The question of the forthcoming Spanish revolution remains posed. The crisis of the leadership still has to be solved. In the meantime, the Communist Party, still able to convince many that it is a revolutionary party, prepares new betrayals. In the policy of ‘peaceful co-existence’ and the parliamentary road – as though there can be a peaceful path in keeping with totalitarian Spain! – it preaches ‘national reconciliation’. It is willing to collaborate with all and sundry, including former supporters of Franco, in a broad coalition to restore ‘democracy’ in Spain. It therefore repeats, for the present period, precisely the same role that it played in 1936–39. A study of this book can forearm against such a policy, a policy which can only lead the workers and peasants of Spain to fresh defeats.

 

7th March, 1963
T. Kemp

 

Footnotes

1. B. Bolloten, The Grand Camouflage (London 1961), p. 42.

2. B. Bolloten, op. cit., p. 87, and whole of chapter 6.

3. J. Hernandez, La Grande Trahison (Paris 1953), French translation of Yo fui un ministro de Stalin (Mexico City 1953). Hernandez was Communist Minister of Education in the government of Caballero, whose downfall he helped to bring about, then in that of Negrin.

4. Hernandez, op. cit., chapter 5.

5. P. Broué and E. Témime, La révolution et la guerre d’Espagne (Paris 1961), p. 213. This is the best of the recent books on the Spanish Revolution. Unfortunately it is not available in an English translation. [A translation was published in 1972 by Faber and Faber. ERC]

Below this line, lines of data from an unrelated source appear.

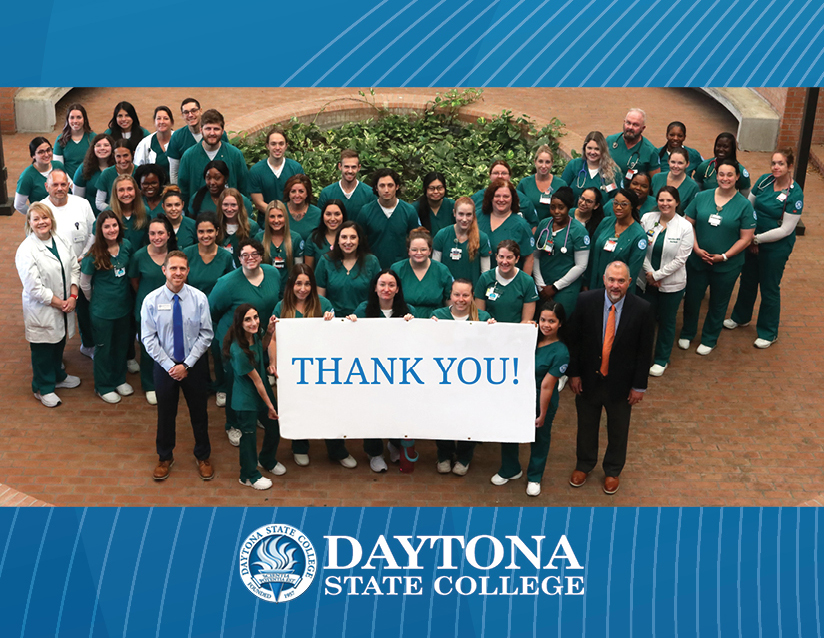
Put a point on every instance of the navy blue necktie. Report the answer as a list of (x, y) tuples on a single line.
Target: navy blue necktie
[(177, 326)]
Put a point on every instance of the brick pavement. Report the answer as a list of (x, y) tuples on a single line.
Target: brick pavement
[(740, 427)]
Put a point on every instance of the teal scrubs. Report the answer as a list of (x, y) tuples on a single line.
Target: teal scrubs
[(540, 199), (643, 157), (455, 254), (555, 263), (190, 172), (506, 303), (110, 309), (686, 191), (73, 153), (346, 290), (427, 294), (306, 224), (277, 256), (705, 176), (576, 175), (736, 215), (262, 180), (32, 183), (694, 159), (357, 199), (765, 269), (515, 228), (444, 218), (551, 359), (630, 247), (387, 235)]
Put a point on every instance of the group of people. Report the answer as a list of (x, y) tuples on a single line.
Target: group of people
[(168, 236)]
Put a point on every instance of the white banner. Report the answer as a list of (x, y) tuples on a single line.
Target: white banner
[(420, 379)]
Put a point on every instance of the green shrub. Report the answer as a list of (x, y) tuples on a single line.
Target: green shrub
[(414, 144)]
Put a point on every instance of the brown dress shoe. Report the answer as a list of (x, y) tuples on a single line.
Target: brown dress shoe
[(162, 470), (578, 478), (207, 472)]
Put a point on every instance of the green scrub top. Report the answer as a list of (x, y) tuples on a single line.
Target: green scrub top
[(190, 172), (234, 289), (186, 233), (182, 140), (631, 248), (32, 183), (694, 159), (506, 303), (307, 223), (551, 359), (455, 254), (74, 153), (770, 209), (231, 241), (357, 199), (387, 235), (277, 256), (325, 306), (515, 228), (204, 276), (445, 314), (360, 311), (736, 215), (554, 263), (444, 218), (540, 199), (643, 157), (245, 397), (526, 208), (112, 296), (427, 294), (706, 179), (346, 289), (687, 191), (262, 180), (151, 276), (576, 175)]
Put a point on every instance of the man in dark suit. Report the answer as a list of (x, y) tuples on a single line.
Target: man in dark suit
[(610, 353)]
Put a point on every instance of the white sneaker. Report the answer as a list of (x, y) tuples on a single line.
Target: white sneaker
[(109, 397), (50, 399), (349, 462), (500, 480), (460, 469), (444, 467), (394, 453), (69, 382), (125, 390), (278, 470), (656, 370), (262, 483)]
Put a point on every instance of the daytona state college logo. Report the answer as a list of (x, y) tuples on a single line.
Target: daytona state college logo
[(277, 563)]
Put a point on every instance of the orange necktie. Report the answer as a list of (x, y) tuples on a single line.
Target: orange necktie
[(609, 337)]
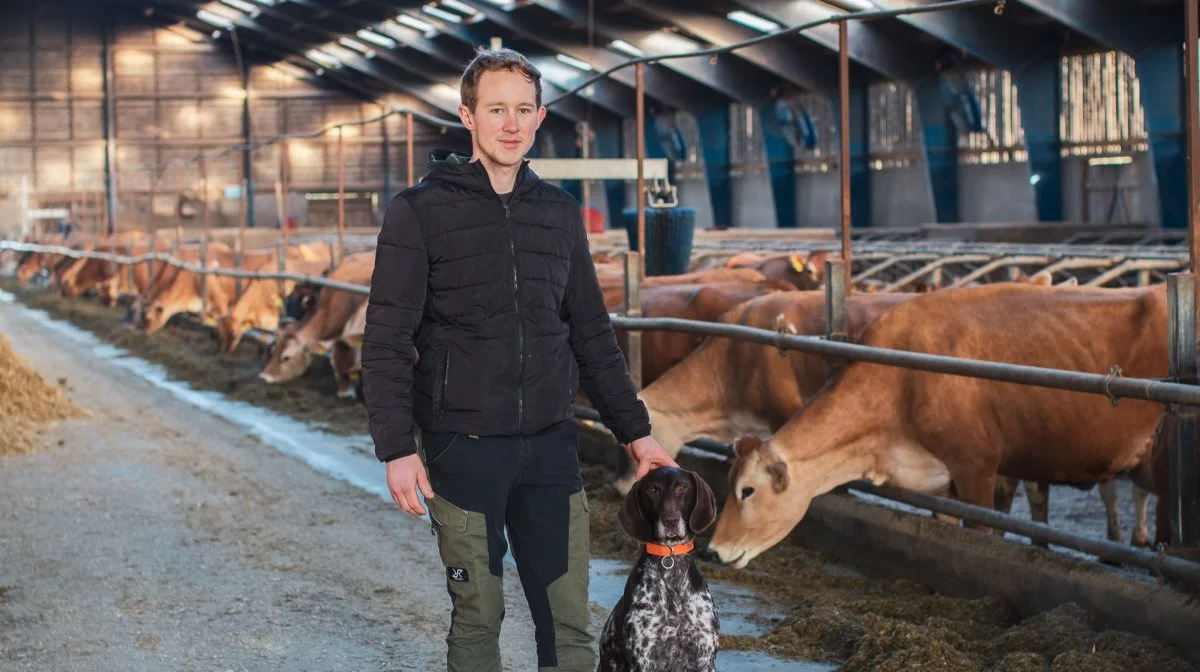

6. Including H. Thomas, in his work The Spanish Civil War which, although distorting the political significance of the struggle, is the fullest account so far available in English. Thus on p. 71 he produces the following curious piece of reasoning: ‘Although not Trotskyist in the sense of being strict followers of Trotsky (they were not affiliated to the Fourth International), these men could justifiably be regarded as such since they were Marxist opponents of Stalin who shared Trotsky’s general views: permanent resolution abroad, working class collectives at home.’ The POUM leaders did not regard themselves as Trotskyists, nor did the Trotskyists outside Spain regard them as such, therefore ... therefore, Thomas accepts the Stalinist characterization of them as Trotskyists!

7. On this point the mordant record in G. Orwell’s Homage to Catalonia – the best personal account of the war – now available as a Penguin book.

8. J. Hernandez, op. cit., chapters 8 and 9.